Former NRCA board member passes away
After earning a bachelor's degree in business administration from the University of Miami, Dahill joined his family working at F. J. Dahill Co. Inc., New Haven, Conn. He enjoyed conducting roofing business and served as the company's president until his retirement. Dahill was active within several roofing associations, serving on the board of directors for NRCA, the Connecticut Roofing Contractors Association and the North/East Roofing Contractors Association (NERCA). Dahill was NERCA's president from 1985-88 and received the association's Clarence Carr Award in 1990 in recognition of his service.
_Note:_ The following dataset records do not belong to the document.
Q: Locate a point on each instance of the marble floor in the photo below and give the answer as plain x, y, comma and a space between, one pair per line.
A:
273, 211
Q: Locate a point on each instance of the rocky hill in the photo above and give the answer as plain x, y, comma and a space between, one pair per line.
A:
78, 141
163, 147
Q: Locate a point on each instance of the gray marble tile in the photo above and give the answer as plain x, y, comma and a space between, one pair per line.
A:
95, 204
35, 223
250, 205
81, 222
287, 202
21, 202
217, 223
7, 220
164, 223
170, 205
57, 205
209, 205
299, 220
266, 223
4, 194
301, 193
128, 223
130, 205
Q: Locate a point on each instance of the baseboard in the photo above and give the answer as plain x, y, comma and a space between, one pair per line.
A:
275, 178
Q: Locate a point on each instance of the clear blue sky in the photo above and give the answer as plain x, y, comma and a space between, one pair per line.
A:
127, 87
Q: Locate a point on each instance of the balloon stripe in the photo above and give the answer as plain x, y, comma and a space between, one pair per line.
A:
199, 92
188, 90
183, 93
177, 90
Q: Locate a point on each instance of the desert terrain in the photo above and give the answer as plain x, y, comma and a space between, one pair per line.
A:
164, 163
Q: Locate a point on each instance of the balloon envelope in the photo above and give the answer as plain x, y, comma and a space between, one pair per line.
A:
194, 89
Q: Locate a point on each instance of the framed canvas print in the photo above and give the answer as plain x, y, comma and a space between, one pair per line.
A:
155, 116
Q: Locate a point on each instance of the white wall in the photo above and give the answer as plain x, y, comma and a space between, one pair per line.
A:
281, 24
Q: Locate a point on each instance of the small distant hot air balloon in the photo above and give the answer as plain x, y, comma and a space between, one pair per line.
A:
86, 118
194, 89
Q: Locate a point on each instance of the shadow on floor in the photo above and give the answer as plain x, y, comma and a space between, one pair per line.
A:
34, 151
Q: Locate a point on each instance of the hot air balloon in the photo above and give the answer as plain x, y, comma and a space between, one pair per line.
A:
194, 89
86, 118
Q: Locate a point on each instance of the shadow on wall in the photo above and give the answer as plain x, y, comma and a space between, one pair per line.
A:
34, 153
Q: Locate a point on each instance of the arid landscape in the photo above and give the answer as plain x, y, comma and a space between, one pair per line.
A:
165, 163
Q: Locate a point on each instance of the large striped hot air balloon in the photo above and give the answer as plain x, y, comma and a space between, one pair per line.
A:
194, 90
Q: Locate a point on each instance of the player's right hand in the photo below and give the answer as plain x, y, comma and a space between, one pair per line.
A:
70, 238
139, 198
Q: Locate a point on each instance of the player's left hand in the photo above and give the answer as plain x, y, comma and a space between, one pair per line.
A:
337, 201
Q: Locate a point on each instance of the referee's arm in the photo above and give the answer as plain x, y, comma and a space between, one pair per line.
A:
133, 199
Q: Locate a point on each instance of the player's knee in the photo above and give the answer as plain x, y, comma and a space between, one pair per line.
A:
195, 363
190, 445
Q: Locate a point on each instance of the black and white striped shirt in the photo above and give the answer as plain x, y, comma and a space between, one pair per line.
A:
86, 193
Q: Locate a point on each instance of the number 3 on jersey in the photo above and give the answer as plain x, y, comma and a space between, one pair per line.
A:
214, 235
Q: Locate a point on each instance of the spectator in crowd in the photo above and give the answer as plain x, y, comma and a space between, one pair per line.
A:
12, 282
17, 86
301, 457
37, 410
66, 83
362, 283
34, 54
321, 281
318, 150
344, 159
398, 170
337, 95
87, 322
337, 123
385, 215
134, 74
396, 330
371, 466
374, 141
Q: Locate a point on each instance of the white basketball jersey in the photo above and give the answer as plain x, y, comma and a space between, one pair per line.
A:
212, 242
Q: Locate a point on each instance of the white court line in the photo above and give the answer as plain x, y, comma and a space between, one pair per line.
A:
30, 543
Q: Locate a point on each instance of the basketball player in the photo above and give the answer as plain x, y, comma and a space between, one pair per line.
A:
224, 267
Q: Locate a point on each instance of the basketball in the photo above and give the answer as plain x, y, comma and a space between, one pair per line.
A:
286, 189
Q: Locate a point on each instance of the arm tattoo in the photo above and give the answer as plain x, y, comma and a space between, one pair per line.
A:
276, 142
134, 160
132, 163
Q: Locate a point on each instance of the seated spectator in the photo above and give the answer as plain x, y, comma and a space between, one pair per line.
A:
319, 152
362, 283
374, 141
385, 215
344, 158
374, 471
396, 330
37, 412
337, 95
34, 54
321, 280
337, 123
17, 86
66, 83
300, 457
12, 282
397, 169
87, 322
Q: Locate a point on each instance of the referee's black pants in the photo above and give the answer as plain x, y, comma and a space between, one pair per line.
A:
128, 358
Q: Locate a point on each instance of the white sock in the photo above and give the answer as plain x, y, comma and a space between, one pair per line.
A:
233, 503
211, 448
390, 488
Dahill is survived by his wife, Patricia; his sister, Mary Ann; his children, Brenden, Brian, Geoffrey, James Jr. and Kristin; his stepchildren, Dair, Deborah, Michael, Pamela, Royse, Steven and Troy; and several grandchildren and great-grandchildren. He was preceded in death by his parents, Frank and Helen, and his brother, Harrold. Donations in Dahill's name may be made to the Northeast Roofing Educational Foundation, 100 Grossman Drive, Suite 300, Braintree, MA 02184.
Mother of former NRCA president passes away
Beverly Louise Daly, mother of former NRCA President Bob Daly, passed away Oct. 26. She was 90.
A lifelong resident of the Kansas City, Mo., area, Daly held a bachelor's degree in education from the University of Missouri. She married Pat Daly in 1950, and together they raised six children, including Bob Daly, president of Kaw Roofing & Sheet Metal Inc., Kansas City, who served as NRCA president from 2007-08. She also volunteered at St. Joseph Medical Center in Kansas City for 25 years.
Daly is survived by her children, Bob, Donna, John, Maggie, Nancy and Steve; her sisters-in-law, Kathleen and Peggy; 15 grandchildren; and 11 great-grandchildren. She was preceded in death by her parents, Ethyl and George; her husband, Pat; her brother, Van; her son-in-law, Cliff; and her grandson, Michael. Donations in Daly's name may be made to the Michael Daly Memorial Fund, 9129 W. 126th Terrace, Overland Park, KS 66213, or Catholic Charities at www.catholiccharities.net.
General Coatings Manufacturing joins NRCA's One Voice initiative
General Coatings Manufacturing Corp., Fresno, Calif., is the most recent company to join NRCA's One Voice initiative.
The One Voice initiative is a transformational approach to addressing the roofing industry's most critical issues and concerns—with one voice—to secure its future. The campaign aims to collectively recognize threats to the industry and the opportunities they may present.